Bono Shuts Down Taylor Swift Over Spotify

During the Web Summit Conference in Dublin last week, U2 front man Bono shared a stage with House of Cards producer Dana Brunetti and Soundcloud founder and CEO Eric Wahlflors. The segment of the conf...
Bono Shuts Down Taylor Swift Over Spotify
Written by Mike Tuttle
  • During the Web Summit Conference in Dublin last week, U2 front man Bono shared a stage with House of Cards producer Dana Brunetti and Soundcloud founder and CEO Eric Wahlflors. The segment of the conference was entitled “Movies & Music in the 21st Century.” The trio spoke with David Carr of the New York Times about “music and movies in a digital age as they discuss and debate the advantages and the challenges of disruption in this space.”

    Bono brought a very different perspective to the topic of music streaming than Taylor Swift has been hawking for the past week.

    “I’m not willing to contribute my life’s work to an experiment that I don’t feel fairly compensates the creators of this music,” Swift said about streaming models, and Spotify particularly.

    While Swift lumps legitimate streaming services like Spotify in with illegal “piracy” and “file sharing” as driving down profits, Bono knows his business.

    “Spotify [is] giving up 70 percent of all [its] revenues to rights owners. It’s just that people don’t know where the money is because the record labels haven’t been transparent,” Bono pointed out.

    “The real enemy is not between digital downloads or streaming, the real enemy, the real fight is between opacity and transparency. The music business has historically involved itself in quite considerable deceit,” he continued. “But if we change that bit, and people can actually see how many times they’re being played, where they’re being played, get access to information on the people who are listening to them, get paid direct debit… I think those payments will add up to something, as the world gets more transparent.”

    Bono knows about this “deceit” firsthand. He and his U2 bandmates had quite the fight with their own label back in the early days of music downloads. Record companies often glossed over the coming digital revolution when time came to re-up contracts with bands. The hope was that the artists were ignorant of how big downloads were going to become and would sign away their rights to them without due diligence.

    U2 did no such thing.

    Bono does agree with Swift, who said that artists should “realize their worth and ask for it.” But his approach is the opposite of hers.

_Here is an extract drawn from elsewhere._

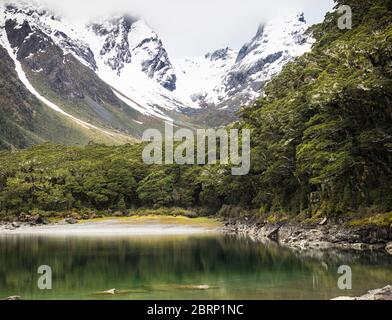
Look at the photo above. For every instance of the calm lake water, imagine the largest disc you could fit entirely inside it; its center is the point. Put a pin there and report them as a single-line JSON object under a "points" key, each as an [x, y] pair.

    “I think artists should be paid way more than they are,” he explained. “But the greatest way you serve your songs is to get them heard.”

    Bono thinks that Spotify and other such services that get a bands songs out to a wider audience is a good thing for newer bands.

    “I’m already paid too much. I’m a spoiled rock star,” he said. “I’m the wrong spokesperson for this, but I have to tell you if I were starting a band now, aged 17 or 18, I would be very excited… Though it is clear that there are some traumas as we move from physical to digital and 20th century to 21st century, and the people paying the highest price for those traumas are songwriters rather than performers, I still think forming a band is so exciting.”